Wednesday, August 31, 2022

2022 Aug Training Reflections-- Intermediate Goals

Started drafting this month reflections earlier. Re-reading what's was written, it seemed kind of repetitive to the contents of Jul Reflections.

The progressions tracked on the daily log got to me somewhat. Ego? No, maybe close-- it was all about pushing harder each day with the various intermediate goals. But the ultimate goal remains :- 

"To pack as much muscle mass while maintaining good flexibility and stability in combating the aging process. To optimally function in time, minimizing the possibility of being a burden to others by doing what I can maximally prepare from now on". 

Yet the initial Aug reflections was actually glorifying all about the intermediate goals... that's why it was deleted in case the fker, Ego, creeps up silently again. 

Had to keep re-setting my intermediate goals almost at a rate of every 5-7 days in the last 1.5 months.  Max reps in pull-up sets went from 2, 4, 5-6, 7,8 to 10, then it was 12...13, until it was revised to "15in1"set.

Total count for each day session gone up in quick spurts of 10, 15, 20, 25..... and more. And each time after hitting those numbers, I will try to reduce the number of sets taken to complete it as well.

All was good until...

...fast forward 2 weeks later, finally found myself having to slow down. Should have heeded the klaxon that sounded off in the head when Nic told me my intensity and volume is getting a bit out of hand late last month. 

After dinner with some old friends where we talked about tendonitis in mid Aug--- I realize there was this slight pain in the forearm and just above the medial side on the upper arm, both ends connected to the bony bit of the elbow joint. Damn! Golfer's Elbow

Trying to recall what might have happened..

In my over zealousness I knocked out 302 pullups in the first week and 189 in the second while the entire month of Jul was at a "paltry" 443. The volume wasn't the problem but in a bid to "up the numbers" while looking for more ways to train the lacking biceps-- I suddenly switch to an underhand grip one day for a couple of sets to doing chin ups while keeping to the same explosiveness of my usual pull up movement. That together with a couple of sessions on muscle-up training with lots of explosive swinging plus kipping probably injured the area/ tendons around the right arm.

Slowing down and decreasing the intensity I did, after realizing... The daily pull-ups is still on track but  switched back to the usual over-grip. Dropped the daily sets on full dips which I thought is an exercise that would put stress on the affected area of the arm. My mostly diamond pushups up till then were partially replaced with normal wide pushups for the same reason.

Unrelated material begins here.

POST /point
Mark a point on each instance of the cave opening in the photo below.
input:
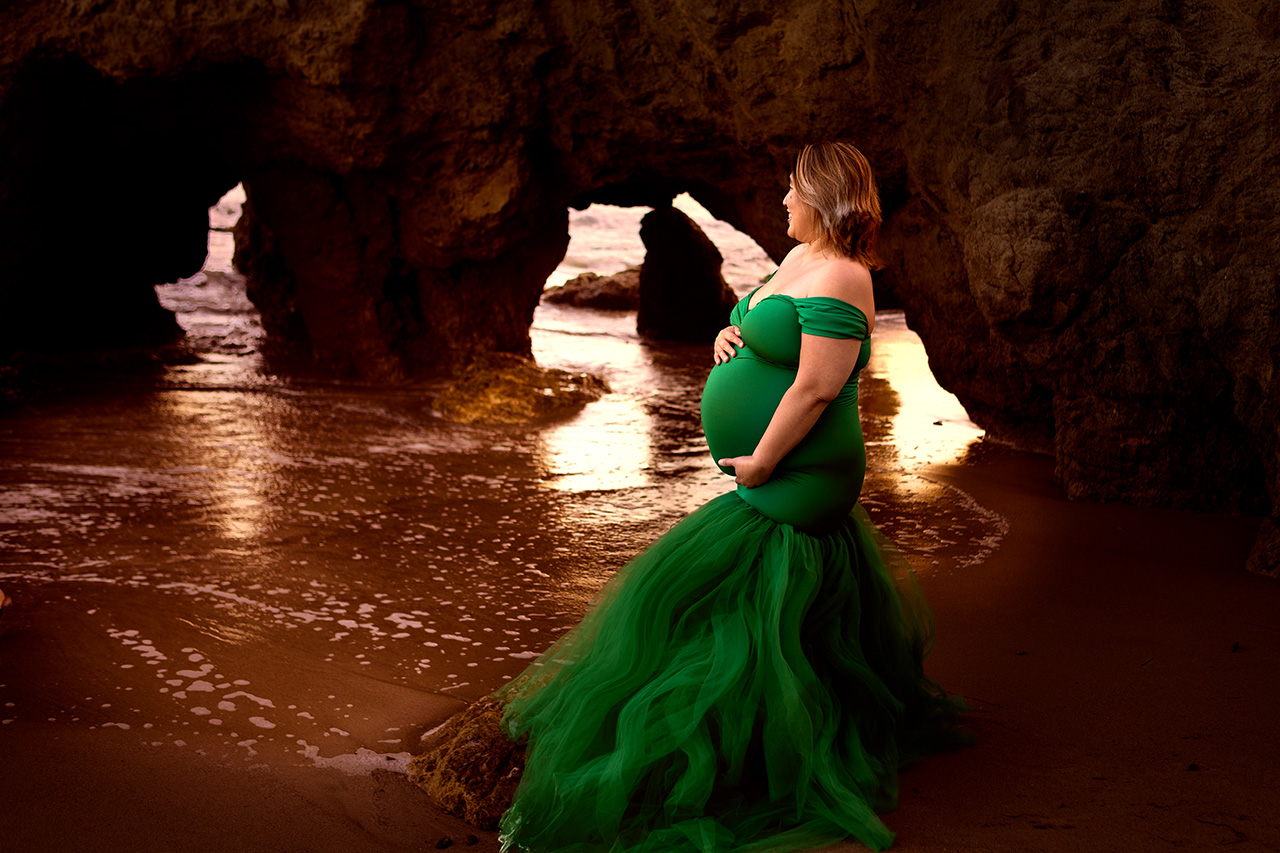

The slight soreness is not overly bad and I don't want to stop training fully which I reckon will warrant some big-time catching up later should everything grinds to a halt. Researching on, its possible to continue exercising but would have to make some adaptations while doing specific exercises for recovery, like the rotator cuff issue (which by the way is almost fully recovered).

While mostly off the dumbbells and free weights around this period of "recovery" and focusing on the "daily trinity" of pullup, pushups and dips, albeit also adapted for this period after ~ 2wks of dipless days, I took the opportunity to increase in other areas that had been lacking. Namely abs.


Still on track for this month 1000 pullups. This being yet another intermediate goal set after the first week of Aug.

Maybe it's all a silly number game in the mind but there are days when I just feel not like doing anything and it's these numbers that push me to mount the bar.


29 Aug: 1001 Pullups. DONE!


Month end is coming and there will be a 6 days trip to Turkey. Hopefully I can find pullup bars there else can only hope my favorite sweet stuff, baklava can help increase pullups when I'm back.